What’s lost about political rap is that the politics are invariably secondary to the music. But when the music is great, it gives the rants a credence that no soapbox acapella could ever match. You don’t have to agree with the solutions, but the diagnostic is obvious to everyone. Coon kicks it with sinners and heathens in retro Jordans, a born skeptic on the corner. Then the narrative swerves, it’s unclear whether the protagonist is Coon himself or a Bigger Thomas-like character made a monster from oppression. Whether it’s first or third person, it’s clear that the perspective is immaterial. Coon is gunning at the causes and the symptoms inflicted by a broken system. He’s attacking the human condition itself. The failures of the strong. The triumphs of the weak. The winning streaks of the wicked.

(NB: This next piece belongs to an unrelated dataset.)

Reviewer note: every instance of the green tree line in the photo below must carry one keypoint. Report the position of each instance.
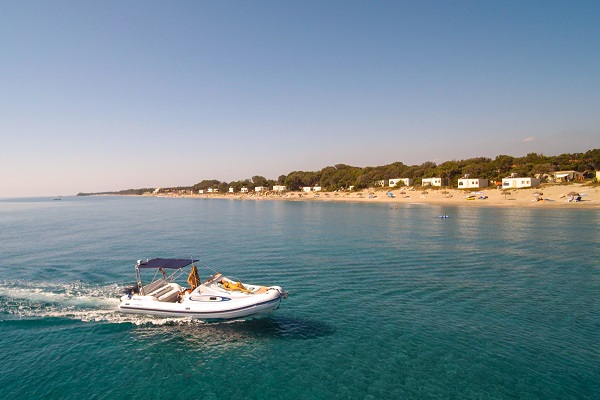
(343, 177)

The song was released in honor of the birthday of Assata Shakur, the ex-Black Panther currently living in Cuba, the only woman to ever top the FBI’s Most Wanted Terrorists list. Sprinkling a last bit of sulfur on top, Coon includes a clip about how schools brainwash you to stay in line and not overthrow the Capitalist system. That might be giving them too much credit. Schools just teach you how to go to college and work an iPad , but that’s probably the same thing that he’s talking about. Sometimes you get so frustrated that you imagine that nothing will ever change. But that’s why it’s important for people like Skipp Coon to exist — even cynics need solace and not everyone has the right voice to scream.